Chose curieuse, autant notre époque est impudique (les images obscènes s’étalent partout, même sous les yeux des enfants, sans que personne ne réagisse vraiment) autant nous n’entendons plus appeler le mal par son nom. Par exemple, vous n’entendez plus dire d’un élève qu’il est paresseux, mais qu’il est «en échec scolaire», les quartiers où règnent l’insécurité sont appelé des «quartiers sensibles». Celui qui se repaît de films pornographiques est un bon vivant, voire un homme de goût et non un «voyeur».

Où sont les prophètes qui font entendre la voix de Dieu à un monde qui se perd ?
Jean-Baptiste est allé dire au roi Hérode qu’il n’avait pas le droit d’aller vers la femme de son frère ; aujourd’hui, on parlerait, de manière neutre, de «famille recomposée». Dans le même ordre d’idée, un professeur faisant des reproches à un élève qui fume ou arrive en retard en classe, n’est plus qualifié de courageux mais d’imprudent, voire d’inconscient…
Les chrétiens ne devraient pas succomber à cette mode.

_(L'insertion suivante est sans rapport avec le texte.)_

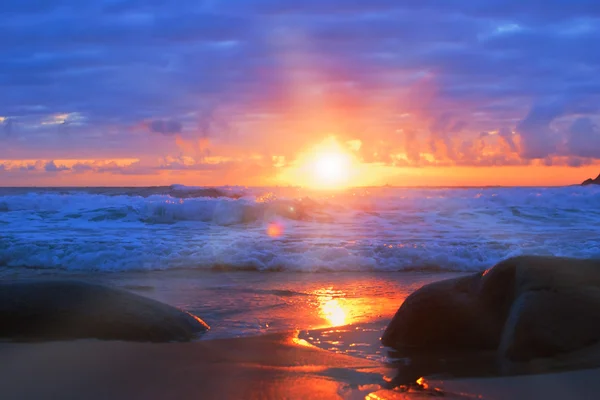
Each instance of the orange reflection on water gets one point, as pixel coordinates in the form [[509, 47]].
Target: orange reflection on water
[[334, 312], [333, 306]]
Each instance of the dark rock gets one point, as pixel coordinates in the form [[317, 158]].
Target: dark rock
[[592, 181], [443, 317], [524, 308], [60, 310]]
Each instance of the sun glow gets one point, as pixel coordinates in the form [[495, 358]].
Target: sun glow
[[328, 165], [331, 168]]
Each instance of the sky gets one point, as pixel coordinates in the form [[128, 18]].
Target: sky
[[262, 92]]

Que Dieu nous aide à parler vrai.
Par exemple, dans le Nouveau Testament, le mot «anathème» est utilisé six fois dans le sens de «maudit, livré au malheur». Paul appelle l’anathème sur ceux qui prêchent un autre Evangile (Galates 1/8,9) ou qui n’aiment pas le Seigneur (1 Corinthiens 16/22). Cette expression est bannie du vocabulaire chrétien actuel, soit parce que les raisons qui font que quelqu’un devrait être «anathèmisé» ont disparu, soit, plus probablement, parce que l’on n’ose plus l’employer de crainte d’apparaître comme sectaire !

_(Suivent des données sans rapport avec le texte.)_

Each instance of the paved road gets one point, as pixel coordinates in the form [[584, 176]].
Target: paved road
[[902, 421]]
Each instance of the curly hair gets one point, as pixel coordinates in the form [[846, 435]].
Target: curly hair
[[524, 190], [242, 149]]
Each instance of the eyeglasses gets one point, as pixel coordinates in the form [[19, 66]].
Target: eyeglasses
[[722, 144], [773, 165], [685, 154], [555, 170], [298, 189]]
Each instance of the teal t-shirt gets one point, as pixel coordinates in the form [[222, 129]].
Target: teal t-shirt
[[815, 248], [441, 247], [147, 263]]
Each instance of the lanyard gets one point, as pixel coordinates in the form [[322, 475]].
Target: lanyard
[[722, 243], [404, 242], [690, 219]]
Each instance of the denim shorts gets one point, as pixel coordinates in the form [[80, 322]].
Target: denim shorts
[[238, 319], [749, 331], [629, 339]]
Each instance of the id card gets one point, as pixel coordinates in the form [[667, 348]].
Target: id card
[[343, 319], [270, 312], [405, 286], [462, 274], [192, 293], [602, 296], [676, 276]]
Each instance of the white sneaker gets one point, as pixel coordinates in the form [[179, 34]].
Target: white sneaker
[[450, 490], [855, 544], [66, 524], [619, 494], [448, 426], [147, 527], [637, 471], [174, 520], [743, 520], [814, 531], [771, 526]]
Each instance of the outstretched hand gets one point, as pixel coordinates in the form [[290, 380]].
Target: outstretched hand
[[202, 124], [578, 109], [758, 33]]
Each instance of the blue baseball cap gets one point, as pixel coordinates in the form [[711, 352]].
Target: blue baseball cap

Un mauvais berger qui s’introduit, tel un loup cruel, dans le troupeau paisible que constitue une Eglise locale fidèle est rarement appelé un «diviseur» mais un «frère séparé»…
Heureusement, la Parole de Dieu est la vérité. C’est pour cela qu’elle subsiste : le mensonge n’a pas d’avenir. «Le monde passe et sa convoitise aussi ; mais celui qui fait la volonté de Dieu demeure éternellement» (1 Jean 2/17)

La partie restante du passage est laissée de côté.